Source code for soundata.datasets.esc50

"""ESC-50 Dataset Loader

.. admonition:: Dataset Info
    :class: dropdown

    **ESC-50: Dataset for Environmental Sound Classification**

    The ESC-50 dataset is a labeled collection of 2000 environmental audio recordings suitable for benchmarking methods of environmental sound classification.
    The total duration of the dataset is 2.8 hours (2000 x 5 seconds).

    The dataset consists of 5-second-long recordings organized into 50 semantical classes (with 40 examples per class) loosely arranged into 5 major categories:

    Animals	        Natural soundscapes & water sounds	    Human, non-speech sounds	Interior/domestic sounds	Exterior/urban noises
    Dog	            Rain	                                Crying baby	                Door knock	                Helicopter
    Rooster	        Sea waves	                            Sneezing	                Mouse click             	Chainsaw
    Pig	            Crackling fire	                        Clapping                	Keyboard typing	            Siren
    Cow	            Crickets	                            Breathing	                Door, wood creaks	        Car horn
    Frog	        Chirping birds	                        Coughing	                Can opening             	Engine
    Cat     	    Water drops                     	    Footsteps               	Washing machine	            Train
    Hen     	    Wind                                	Laughing	                Vacuum cleaner	            Church bells
    Insects (flying)Pouring water	                        Brushing teeth	            Clock alarm             	Airplane
    Sheep	        Toilet flush                        	Snoring	                    Clock tick              	Fireworks
    Crow	        Thunderstorm	                        Drinking, sipping	        Glass breaking	            Hand saw
    
    Clips in this dataset have been manually extracted from public field recordings gathered by the Freesound.org project. 
    The dataset has been prearranged into 5 folds for comparable cross-validation, making sure that fragments from the same original source file are contained in a single fold.

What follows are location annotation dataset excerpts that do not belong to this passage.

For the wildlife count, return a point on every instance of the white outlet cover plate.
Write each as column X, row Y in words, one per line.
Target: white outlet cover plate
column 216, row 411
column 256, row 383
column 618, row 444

    A more thorough description of the dataset is available in the original paper with some supplementary materials on GitHub: 
    
    .. code-block:: latex

        K. J. Piczak. ESC: Dataset for Environmental Sound Classification. Proceedings of the 23rd Annual ACM Conference on Multimedia, Brisbane, Australia, 2015.

    https://github.com/karolpiczak/ESC-50

    Repository content
    audio/<audio_name>.wav

    2000 audio recordings in WAV format (5 seconds, 44.1 kHz, mono) with the following naming convention:

    {FOLD}-{CLIP_ID}-{TAKE}-{TARGET}.wav

    {FOLD} - index of the cross-validation fold,
    {CLIP_ID} - ID of the original Freesound clip,
    {TAKE} - letter disambiguating between different fragments from the same Freesound clip,
    {TARGET} - class in numeric format [0, 49].
    meta/esc50.csv

    CSV file with the following structure:

    filename	fold	target	category	esc10	src_file	take
    
    The esc10 column indicates if a given file belongs to the ESC-10 subset (10 selected classes, CC BY license).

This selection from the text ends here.